The OCHA said that "the record-breaking weather system hit Malawi at the end of the rainy season when rivers and water bodies were already at high levels".
UN World Food Programme (WFP) country director Paul Turnbull said Friday it was clear that the country "will need significant support".
Many areas were rendered inaccessible, "restricting movement of assessment and humanitarian teams and life-saving supplies", he said.
"We are ramping up as quickly as we can under the circumstances," he added in a statement, vowing to assist around 130,000 people affected by the "tragic" situation.

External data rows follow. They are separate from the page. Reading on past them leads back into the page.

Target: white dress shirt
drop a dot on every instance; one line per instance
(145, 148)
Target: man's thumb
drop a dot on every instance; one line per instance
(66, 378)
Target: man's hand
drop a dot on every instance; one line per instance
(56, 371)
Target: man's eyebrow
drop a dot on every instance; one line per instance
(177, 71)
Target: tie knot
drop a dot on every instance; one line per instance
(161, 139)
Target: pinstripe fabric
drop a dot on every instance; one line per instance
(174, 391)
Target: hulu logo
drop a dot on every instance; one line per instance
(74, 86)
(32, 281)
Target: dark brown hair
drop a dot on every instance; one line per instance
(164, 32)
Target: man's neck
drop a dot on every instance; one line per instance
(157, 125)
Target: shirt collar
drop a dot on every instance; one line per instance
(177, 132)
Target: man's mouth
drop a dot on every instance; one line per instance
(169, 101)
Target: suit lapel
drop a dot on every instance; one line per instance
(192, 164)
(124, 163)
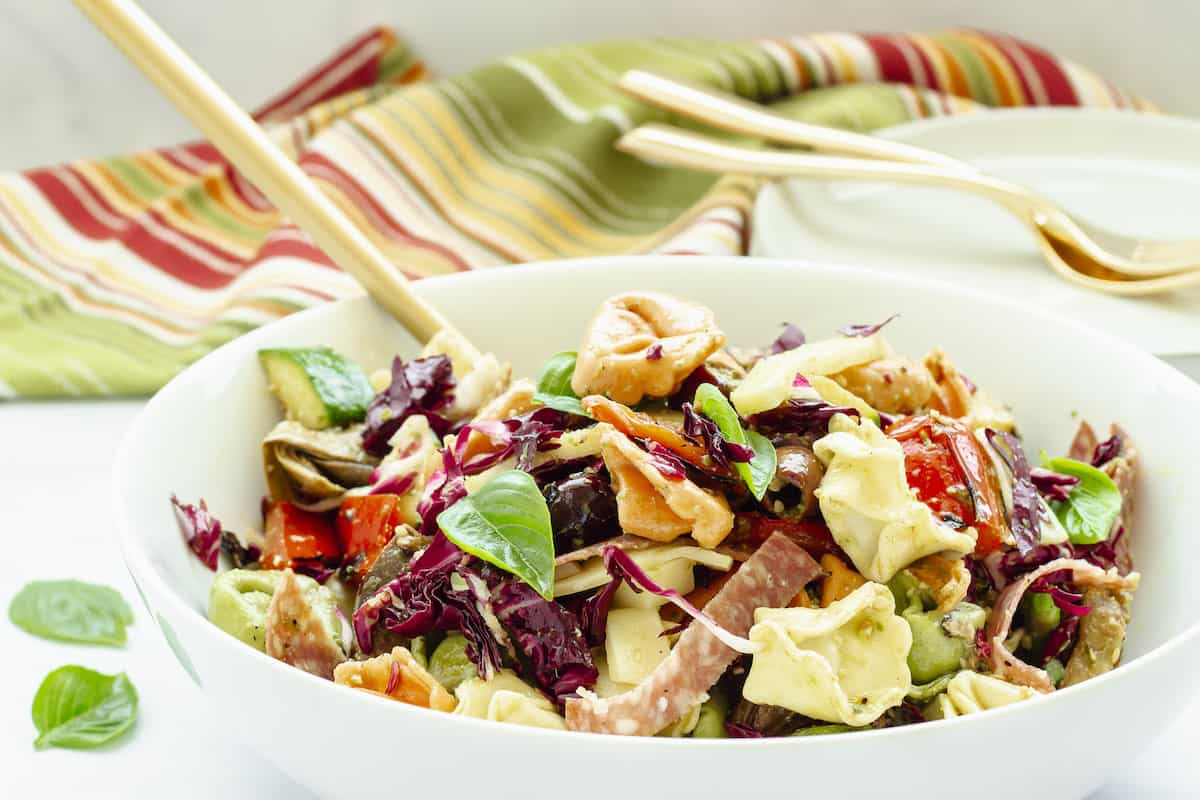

So far, the government puts the number of displaced at more than 183,000, Chakwera has said, appealing for global aid to tackle the humanitarian needs.
More than 300 emergency shelters have been set up for survivors, while the army and police continue searching for bodies.
The storm struck as Malawi was in the grip of its deadliest cholera outbreak, according to the World Health Organization.
There is "a risk that the ongoing cholera outbreak could worsen, with children being the most vulnerable to this crisis", UNICEF spokeswoman Fungma Fudong told AFP.
UNICEF noted that Cyclone Freddy has left more than 280,000 children in Malawi in urgent need of humanitarian assistance.
- 'No house, no food' -
Mervis Soko, a 29-year-old mother of three from Phalombe, one of the hardest-hit districts located 120 kilometres (75 miles) east of the commercial hub Blantyre, said the storm had plunged her family deeper into poverty.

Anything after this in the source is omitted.